Do zdarzenia doszło w miejscowości Dąbrówno (woj. pomorskie). Ojciec dziecka nie mógł dostać się do domu, w którym przebywała jego córka - wynika z nieoficjalnych ustaleń, na które w czwartek (19 stycznia) powoływał się portal Lębork Nasze Miasto. Prawdopodobnie to mężczyzna wezwał służby ratunkowe.
Więcej informacji znajdziesz na stronie głównej portalu Gazeta.pl.
Kiedy mężczyźnie i służbom ratunkowym udało się wejść do środka, zobaczyli zwłoki dziecka, a obok nieprzytomną matkę. Kobieta ze względu na ciężki stan zdrowia trafiła do szpitala w Słupsku. Prokuratura nie informuje o szczegółach zdarzenia dla dobra śledztwa.
Ze wstępnych ustaleń wynika, że na ciele dziecka nie znaleziono widocznych śladów sugerujących udział osób trzecich w śmierci. Istnieje prawdopodobieństwo, że kobieta podała córce swoje leki, a następnie sama zażyła ich dużą dawkę, nie wyklucza się jednak też wersji, że kobieta wzięła medykamenty i straciła przytomność, a następnie dziecko zażyło je samo.
Stan zdrowia matki zmarłej dziewczynki nie pozwala na jej przesłuchanie.
Prokuratura wszczęła śledztwo w kierunku czynu z art. 155 Kodeksu karnego, czyli nieumyślnego spowodowania śmierci dziewczynki. W czwartek (19 stycznia) odbędzie się sekcja zwłok.

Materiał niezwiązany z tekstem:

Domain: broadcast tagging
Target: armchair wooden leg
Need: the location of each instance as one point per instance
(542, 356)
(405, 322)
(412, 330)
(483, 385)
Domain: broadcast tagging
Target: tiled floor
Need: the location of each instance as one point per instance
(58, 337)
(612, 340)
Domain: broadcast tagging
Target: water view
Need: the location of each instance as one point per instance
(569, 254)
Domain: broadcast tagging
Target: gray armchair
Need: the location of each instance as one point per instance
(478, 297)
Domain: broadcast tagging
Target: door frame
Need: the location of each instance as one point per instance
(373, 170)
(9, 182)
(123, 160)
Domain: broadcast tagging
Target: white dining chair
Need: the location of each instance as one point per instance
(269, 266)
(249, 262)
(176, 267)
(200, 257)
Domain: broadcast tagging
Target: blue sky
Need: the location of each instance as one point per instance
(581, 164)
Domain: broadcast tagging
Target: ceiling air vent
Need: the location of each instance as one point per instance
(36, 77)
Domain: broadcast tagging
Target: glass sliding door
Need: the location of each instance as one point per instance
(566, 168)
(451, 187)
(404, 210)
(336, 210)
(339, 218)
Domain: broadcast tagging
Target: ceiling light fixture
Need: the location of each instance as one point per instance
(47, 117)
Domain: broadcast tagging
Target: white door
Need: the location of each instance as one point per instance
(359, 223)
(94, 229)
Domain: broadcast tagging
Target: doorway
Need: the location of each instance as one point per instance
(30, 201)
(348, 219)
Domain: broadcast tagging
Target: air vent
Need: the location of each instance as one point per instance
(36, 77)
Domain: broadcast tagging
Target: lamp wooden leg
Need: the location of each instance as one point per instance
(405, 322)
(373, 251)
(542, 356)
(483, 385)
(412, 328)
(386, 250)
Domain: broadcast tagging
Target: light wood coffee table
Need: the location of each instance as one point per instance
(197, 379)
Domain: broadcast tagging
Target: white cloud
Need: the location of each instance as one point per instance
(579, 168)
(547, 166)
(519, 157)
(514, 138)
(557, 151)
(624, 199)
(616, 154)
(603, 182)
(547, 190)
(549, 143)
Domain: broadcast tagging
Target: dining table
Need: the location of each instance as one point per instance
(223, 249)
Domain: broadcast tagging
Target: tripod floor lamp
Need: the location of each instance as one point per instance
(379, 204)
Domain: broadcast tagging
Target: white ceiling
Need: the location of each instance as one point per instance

- Dopiero po przeprowadzonej sekcji będziemy wiedzieć więcej i ewentualnie rozważać zasadność zmiany bądź nie kwalifikacji prawnej - przekazał prok. Dorota Frączek, zastępca prokuratora rejonowego w Lęborku, którą cytuje TVP Info.
- Na tym etapie śledztwa przesłuchani zostali świadkowie, którzy pojawili się na miejscu zdarzenia, mieli wiedzę na temat ujawnienia zwłok dziecka. Dalsze czynności będą uzależnione od wyników sekcji - dodała.